What an utter disaster.


  1. I think that's a VERY good price to get a condo like this, but what makes it a very COSTLY purchase is that NASTY hoa fine of $560 every month.

    What a rip THAT is every month!!!

    I just don't get it. Do people just look the other way, when they see an HOA fine like this?

    Thanks for your mortgage payment, and oh here's a bill for another 560 dollars. Thank you very much sir!

  2. I love the housing bubble!!! Good thing wifey and I are planning to stay forever. We might have to if we don't want to sell for a loss...

  3. Dave in Alamitos BeachWednesday, July 14, 2010

    I've never been in this building, so I don't know what it's really like, but around $300K sounds about right. BUT when you add in about $300 per month in taxes, plus $560 for the HOA, even at this price you don't have a lot of people with that kind of money.

    So I STILL think the bank should consider themselves lucky.

  4. I agree with Mike and Dave: That HOA fee is brutal. And for that kind of money there's not even a pool!

    After some back-of-the-napkin calculations, it looks like the monthly outlay is about $2,200 with 20% down.

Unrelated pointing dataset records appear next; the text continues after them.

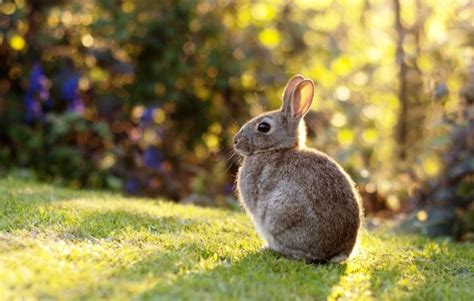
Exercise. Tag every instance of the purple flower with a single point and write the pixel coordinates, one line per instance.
(152, 158)
(70, 93)
(147, 116)
(36, 94)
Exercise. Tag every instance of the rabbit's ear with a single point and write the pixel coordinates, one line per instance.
(289, 89)
(302, 98)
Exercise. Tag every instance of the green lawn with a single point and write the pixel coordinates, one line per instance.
(57, 243)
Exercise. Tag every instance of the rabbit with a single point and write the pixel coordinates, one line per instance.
(302, 203)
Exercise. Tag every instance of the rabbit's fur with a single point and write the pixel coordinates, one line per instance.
(303, 204)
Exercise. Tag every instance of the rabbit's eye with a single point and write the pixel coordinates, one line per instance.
(263, 127)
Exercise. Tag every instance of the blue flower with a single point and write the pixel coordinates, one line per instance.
(70, 93)
(152, 158)
(147, 116)
(36, 94)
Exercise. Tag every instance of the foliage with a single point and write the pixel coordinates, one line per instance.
(144, 96)
(57, 243)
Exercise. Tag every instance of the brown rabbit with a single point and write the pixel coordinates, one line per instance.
(303, 204)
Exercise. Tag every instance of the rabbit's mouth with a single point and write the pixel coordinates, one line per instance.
(243, 149)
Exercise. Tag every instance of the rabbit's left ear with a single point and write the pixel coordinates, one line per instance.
(289, 89)
(302, 98)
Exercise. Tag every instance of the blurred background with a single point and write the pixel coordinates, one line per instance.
(144, 96)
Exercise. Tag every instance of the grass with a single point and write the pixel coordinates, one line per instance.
(57, 243)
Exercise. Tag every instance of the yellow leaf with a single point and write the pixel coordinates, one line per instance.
(269, 37)
(431, 165)
(16, 42)
(370, 136)
(263, 11)
(345, 136)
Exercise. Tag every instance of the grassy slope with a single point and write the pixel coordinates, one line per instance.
(58, 243)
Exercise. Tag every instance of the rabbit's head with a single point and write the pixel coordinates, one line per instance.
(281, 129)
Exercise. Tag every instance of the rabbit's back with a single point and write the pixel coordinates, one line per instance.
(308, 197)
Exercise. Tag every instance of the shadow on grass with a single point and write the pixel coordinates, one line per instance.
(194, 273)
(110, 223)
(36, 210)
(427, 269)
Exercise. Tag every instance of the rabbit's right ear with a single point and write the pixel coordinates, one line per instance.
(289, 89)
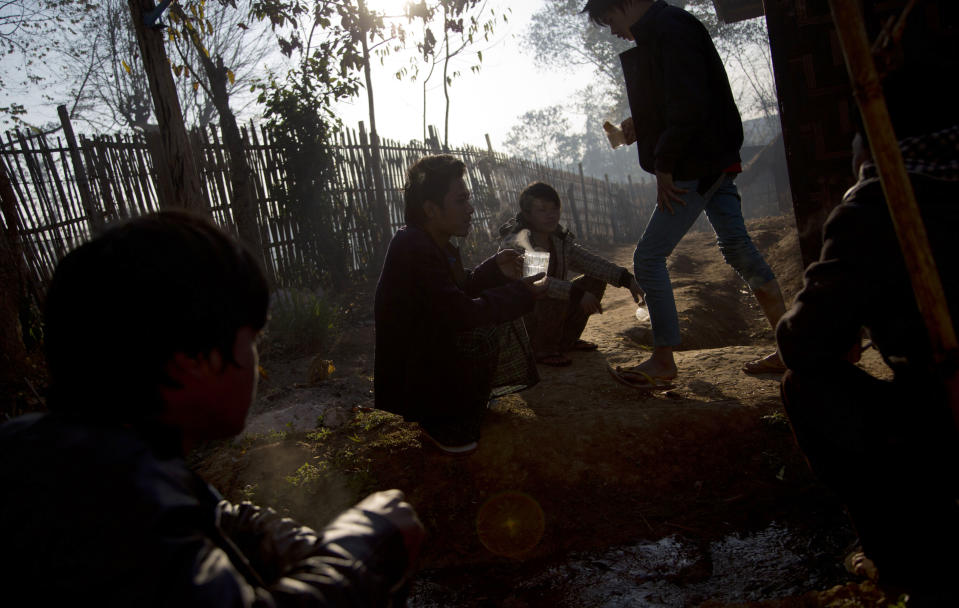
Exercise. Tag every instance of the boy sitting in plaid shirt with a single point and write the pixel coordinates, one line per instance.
(557, 321)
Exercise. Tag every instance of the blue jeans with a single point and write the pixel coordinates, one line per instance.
(663, 233)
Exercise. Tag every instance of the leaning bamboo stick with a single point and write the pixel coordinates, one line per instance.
(900, 197)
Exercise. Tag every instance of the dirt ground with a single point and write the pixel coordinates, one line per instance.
(577, 463)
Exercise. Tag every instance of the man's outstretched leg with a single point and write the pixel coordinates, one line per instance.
(662, 234)
(724, 211)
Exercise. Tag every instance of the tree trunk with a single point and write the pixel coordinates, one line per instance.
(244, 205)
(187, 190)
(446, 81)
(381, 214)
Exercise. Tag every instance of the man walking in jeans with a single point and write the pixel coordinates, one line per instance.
(688, 132)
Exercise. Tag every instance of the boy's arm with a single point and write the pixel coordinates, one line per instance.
(590, 264)
(360, 559)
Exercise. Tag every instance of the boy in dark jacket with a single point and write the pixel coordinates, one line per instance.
(688, 131)
(150, 335)
(444, 337)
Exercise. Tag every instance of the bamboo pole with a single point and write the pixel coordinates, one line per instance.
(900, 198)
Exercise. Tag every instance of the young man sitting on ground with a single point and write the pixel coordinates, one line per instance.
(444, 340)
(558, 320)
(150, 334)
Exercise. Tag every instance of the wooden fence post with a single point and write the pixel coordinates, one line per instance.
(382, 229)
(94, 215)
(13, 277)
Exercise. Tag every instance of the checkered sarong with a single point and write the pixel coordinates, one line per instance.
(506, 347)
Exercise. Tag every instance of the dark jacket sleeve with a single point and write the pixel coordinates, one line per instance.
(485, 276)
(448, 304)
(825, 321)
(685, 82)
(358, 560)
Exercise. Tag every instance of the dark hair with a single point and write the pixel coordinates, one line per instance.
(597, 9)
(429, 180)
(120, 306)
(537, 190)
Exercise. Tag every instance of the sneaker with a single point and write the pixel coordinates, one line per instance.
(452, 450)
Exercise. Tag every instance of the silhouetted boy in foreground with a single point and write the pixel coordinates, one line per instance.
(443, 334)
(889, 449)
(150, 333)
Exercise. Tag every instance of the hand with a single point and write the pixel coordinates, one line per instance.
(510, 262)
(538, 284)
(590, 304)
(639, 296)
(392, 505)
(666, 192)
(629, 131)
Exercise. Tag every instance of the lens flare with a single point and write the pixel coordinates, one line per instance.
(510, 524)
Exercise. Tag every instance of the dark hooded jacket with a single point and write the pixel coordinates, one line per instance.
(420, 308)
(683, 110)
(108, 516)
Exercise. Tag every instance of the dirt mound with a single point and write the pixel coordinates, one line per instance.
(578, 462)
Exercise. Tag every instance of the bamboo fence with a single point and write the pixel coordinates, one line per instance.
(65, 191)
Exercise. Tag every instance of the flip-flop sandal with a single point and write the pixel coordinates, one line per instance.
(554, 359)
(763, 366)
(584, 345)
(639, 380)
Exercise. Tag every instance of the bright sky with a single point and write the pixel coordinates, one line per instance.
(508, 85)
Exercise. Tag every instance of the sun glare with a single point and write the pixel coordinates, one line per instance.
(390, 8)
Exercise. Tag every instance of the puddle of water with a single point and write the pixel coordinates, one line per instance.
(672, 572)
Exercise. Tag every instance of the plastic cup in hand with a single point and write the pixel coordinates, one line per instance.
(642, 314)
(614, 134)
(535, 262)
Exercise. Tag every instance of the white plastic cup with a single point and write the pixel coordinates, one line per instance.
(535, 262)
(642, 314)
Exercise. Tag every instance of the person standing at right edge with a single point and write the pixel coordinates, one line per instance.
(688, 132)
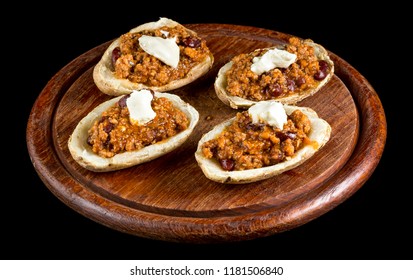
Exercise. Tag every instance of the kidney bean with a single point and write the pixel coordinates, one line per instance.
(122, 101)
(274, 89)
(227, 164)
(191, 42)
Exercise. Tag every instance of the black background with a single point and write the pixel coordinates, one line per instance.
(38, 41)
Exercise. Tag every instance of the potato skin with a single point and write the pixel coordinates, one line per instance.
(107, 83)
(320, 133)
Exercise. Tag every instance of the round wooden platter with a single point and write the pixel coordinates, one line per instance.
(169, 198)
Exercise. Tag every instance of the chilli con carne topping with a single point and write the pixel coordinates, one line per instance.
(131, 62)
(245, 145)
(305, 73)
(113, 133)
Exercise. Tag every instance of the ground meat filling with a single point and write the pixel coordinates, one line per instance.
(113, 133)
(305, 73)
(245, 145)
(131, 62)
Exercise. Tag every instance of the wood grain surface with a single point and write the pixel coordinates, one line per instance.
(169, 198)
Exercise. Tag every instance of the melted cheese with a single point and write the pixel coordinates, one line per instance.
(139, 106)
(273, 58)
(165, 50)
(270, 112)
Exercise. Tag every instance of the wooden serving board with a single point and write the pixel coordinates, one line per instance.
(169, 198)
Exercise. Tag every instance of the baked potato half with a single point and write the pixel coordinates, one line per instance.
(218, 169)
(239, 87)
(131, 63)
(81, 149)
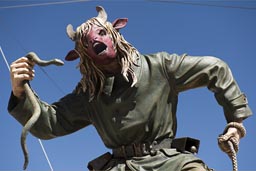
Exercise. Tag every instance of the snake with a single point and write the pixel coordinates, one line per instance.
(36, 110)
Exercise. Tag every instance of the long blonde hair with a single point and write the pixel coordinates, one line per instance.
(92, 77)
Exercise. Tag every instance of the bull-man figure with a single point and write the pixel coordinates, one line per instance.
(130, 98)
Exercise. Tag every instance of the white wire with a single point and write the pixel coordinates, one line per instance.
(45, 154)
(42, 4)
(40, 142)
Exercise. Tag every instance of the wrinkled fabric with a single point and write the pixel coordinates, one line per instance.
(150, 106)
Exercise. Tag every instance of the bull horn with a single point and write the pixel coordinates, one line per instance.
(101, 14)
(71, 33)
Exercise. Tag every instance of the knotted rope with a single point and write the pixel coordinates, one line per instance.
(230, 144)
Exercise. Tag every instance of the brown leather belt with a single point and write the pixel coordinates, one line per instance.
(141, 149)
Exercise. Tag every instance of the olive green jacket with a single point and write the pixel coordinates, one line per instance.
(145, 112)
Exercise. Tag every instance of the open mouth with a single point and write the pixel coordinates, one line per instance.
(99, 47)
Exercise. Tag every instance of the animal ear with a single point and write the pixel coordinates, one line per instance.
(120, 23)
(72, 55)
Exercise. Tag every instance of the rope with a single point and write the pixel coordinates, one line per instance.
(42, 4)
(40, 142)
(233, 156)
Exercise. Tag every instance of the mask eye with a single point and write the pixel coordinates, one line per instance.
(102, 32)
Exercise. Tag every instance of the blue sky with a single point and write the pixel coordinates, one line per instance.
(227, 33)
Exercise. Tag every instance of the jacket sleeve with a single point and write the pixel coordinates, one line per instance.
(189, 72)
(66, 116)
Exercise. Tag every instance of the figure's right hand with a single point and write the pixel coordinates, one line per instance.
(21, 70)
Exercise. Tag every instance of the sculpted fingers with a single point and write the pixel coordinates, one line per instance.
(22, 69)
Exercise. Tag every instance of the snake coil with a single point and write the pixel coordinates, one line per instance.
(35, 105)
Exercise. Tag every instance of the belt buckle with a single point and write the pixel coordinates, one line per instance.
(123, 151)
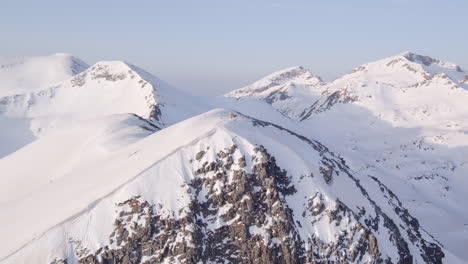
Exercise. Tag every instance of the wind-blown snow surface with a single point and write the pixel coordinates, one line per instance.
(402, 119)
(26, 74)
(106, 88)
(83, 216)
(113, 164)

If you factor in the interest deduction, we're looking at about $1,800. Even with the monster HOA fine, that sounds like a decent deal.

    I just noticed the living space is only 1,000 BUT that's because it has about 500 square feet of retail space below it. If you have your own small business (and don't mind living in downtown), this is a decent deal.

  5. What am I missing?

    Having lived in Belmont Shores for over 15 years, and SoCal for over 30 years, why the heck would someone chose this location over a shoddier building in Huntington Beach? Redondo Beach? West Newport Beach?

    Where do you work that this is a better location? You can't be choosing this for the schools.

    Seriously, who wants to live there? This seems like a second or third choice...

  6. Old Timer,

    I love your comments! These joints are for a very narrow subset of buyers who think downtown LB is cool and worth a premium. I (like you) don't happen to belong in that subset, but to each their own I guess.

  7. Wow El Bee, when you put it THAT way ($1800 per month all things considered), it's even worse.

    Investing THAT kind of money for THIS is just not appealing, to me personally.

    ESPECIALLY when I could split that money up, buy a cheap rental in this area, and buy a MUCH better value investment property someplace else (like Vegas).

  8. Todd in WrigleyMonday, July 19, 2010

    I've actually been in this unit, as well as several others in this building. We were really interested to see the unit because of the live/work format. There's lots of foot traffic on 1st Street because of the bus depot in front of the building, which is great for the retail space...but that also means that your living room windows on the second floor open up to bus exhaust, cell phone conversations, smokers and all of wonderful things that happen at a bus stop.

    My biggest problem with this building is that the interior courtyards are always dark - so even if you kept the windows on the 1st Street side closed, your patio would open up to a dark, shadowy corridor. It's too bad, since the units have a great layout and premium finishes.